Fig. 2: Loss of USP22 specifically enriches for genes involved in IFN signaling and response to viral infection.

A Bar plot showing the top-20 regulated GO terms in two independent single-cell HT-29 USP22 CRISPR/Cas9 KO clones (#16 and #62) compared to control (NHT) HT-29 cells. Color code represents the number of annotated genes within each gene set. B Heatmap of differentially expressed genes contributing to the GO terms response to type I IFN (left) and type II signaling (right). Color code represents the log2 fold change compared to NHT. Note that due to lack of annotation and overlapping ISGs between type I/II and type III IFNs, response to type III IFN as GO term was not included.

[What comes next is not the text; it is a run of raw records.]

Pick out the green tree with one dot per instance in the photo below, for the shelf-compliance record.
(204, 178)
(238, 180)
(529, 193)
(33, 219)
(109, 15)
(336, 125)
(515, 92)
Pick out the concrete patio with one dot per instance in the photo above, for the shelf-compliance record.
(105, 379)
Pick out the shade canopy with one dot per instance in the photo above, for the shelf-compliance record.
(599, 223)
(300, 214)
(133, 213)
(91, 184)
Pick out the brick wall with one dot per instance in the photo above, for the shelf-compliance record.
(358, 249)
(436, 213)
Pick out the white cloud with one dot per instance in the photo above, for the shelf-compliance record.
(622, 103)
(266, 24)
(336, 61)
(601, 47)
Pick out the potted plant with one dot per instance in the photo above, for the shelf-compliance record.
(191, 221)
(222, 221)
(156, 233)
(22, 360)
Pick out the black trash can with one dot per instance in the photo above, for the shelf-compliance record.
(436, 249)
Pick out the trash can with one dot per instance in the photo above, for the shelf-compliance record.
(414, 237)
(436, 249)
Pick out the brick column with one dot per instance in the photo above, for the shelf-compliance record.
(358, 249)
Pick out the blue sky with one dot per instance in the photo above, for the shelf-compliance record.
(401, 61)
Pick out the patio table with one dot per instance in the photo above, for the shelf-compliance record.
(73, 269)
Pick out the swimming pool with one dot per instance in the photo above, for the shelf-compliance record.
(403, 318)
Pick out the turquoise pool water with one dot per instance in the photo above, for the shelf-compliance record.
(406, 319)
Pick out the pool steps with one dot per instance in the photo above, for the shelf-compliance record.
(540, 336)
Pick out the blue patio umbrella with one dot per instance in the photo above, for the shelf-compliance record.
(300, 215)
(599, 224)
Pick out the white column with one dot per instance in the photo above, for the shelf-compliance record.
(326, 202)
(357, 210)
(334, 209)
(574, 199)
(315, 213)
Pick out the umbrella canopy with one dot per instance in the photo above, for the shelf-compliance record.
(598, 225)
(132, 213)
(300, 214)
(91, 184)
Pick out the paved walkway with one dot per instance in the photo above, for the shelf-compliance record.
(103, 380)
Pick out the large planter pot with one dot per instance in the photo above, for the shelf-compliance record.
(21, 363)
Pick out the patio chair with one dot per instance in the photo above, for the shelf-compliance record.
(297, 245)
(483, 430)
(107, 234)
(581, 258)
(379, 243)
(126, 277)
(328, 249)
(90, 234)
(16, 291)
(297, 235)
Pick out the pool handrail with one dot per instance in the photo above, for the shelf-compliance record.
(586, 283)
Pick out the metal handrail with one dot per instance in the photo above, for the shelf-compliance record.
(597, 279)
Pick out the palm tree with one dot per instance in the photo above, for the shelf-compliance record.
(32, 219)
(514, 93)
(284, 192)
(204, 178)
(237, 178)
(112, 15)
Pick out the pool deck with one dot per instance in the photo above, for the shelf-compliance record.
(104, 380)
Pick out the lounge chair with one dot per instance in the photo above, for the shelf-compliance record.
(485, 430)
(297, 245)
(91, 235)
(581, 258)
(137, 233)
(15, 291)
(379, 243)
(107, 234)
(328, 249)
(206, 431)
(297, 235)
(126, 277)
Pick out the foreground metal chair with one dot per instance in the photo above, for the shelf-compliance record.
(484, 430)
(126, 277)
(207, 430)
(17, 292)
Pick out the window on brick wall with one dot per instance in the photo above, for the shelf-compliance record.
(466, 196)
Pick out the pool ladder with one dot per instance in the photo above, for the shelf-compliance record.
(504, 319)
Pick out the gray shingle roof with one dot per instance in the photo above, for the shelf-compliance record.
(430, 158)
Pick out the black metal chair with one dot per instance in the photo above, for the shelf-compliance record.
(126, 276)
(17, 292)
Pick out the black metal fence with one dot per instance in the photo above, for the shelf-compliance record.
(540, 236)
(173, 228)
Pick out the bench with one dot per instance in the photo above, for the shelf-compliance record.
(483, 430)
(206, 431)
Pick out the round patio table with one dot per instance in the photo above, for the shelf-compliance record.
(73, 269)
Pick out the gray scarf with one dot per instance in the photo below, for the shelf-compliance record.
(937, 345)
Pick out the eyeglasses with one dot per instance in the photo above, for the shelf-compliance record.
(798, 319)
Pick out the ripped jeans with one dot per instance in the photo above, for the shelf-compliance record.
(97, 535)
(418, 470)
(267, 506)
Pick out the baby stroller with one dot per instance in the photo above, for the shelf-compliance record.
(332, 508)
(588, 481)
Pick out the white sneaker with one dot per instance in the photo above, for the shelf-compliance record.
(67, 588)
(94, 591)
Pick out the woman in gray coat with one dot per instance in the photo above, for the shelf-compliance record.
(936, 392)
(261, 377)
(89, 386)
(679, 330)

C Basal mRNA expression levels of GO- enriched genes related to IFN signaling in control (NHT) and two independent USP22 KO HT-29 single clones using qRT-PCR. Gene expression was normalized against 28S mRNA and is presented as x-fold mRNA expression compared to NHT. Mean and SD of three independent experiments in triplicate are shown. *P < 0.05; **P < 0.01, ***P < 0.001, n.s. not significant. D Western blot analysis of basal MX1, IRF9, ISG56, ISG20, and USP22 expression levels in control and USP22 KO HT-29 cells (clone USP22 KO #62). GAPDH served as loading control. Representative blots of at least two different independent experiments are shown.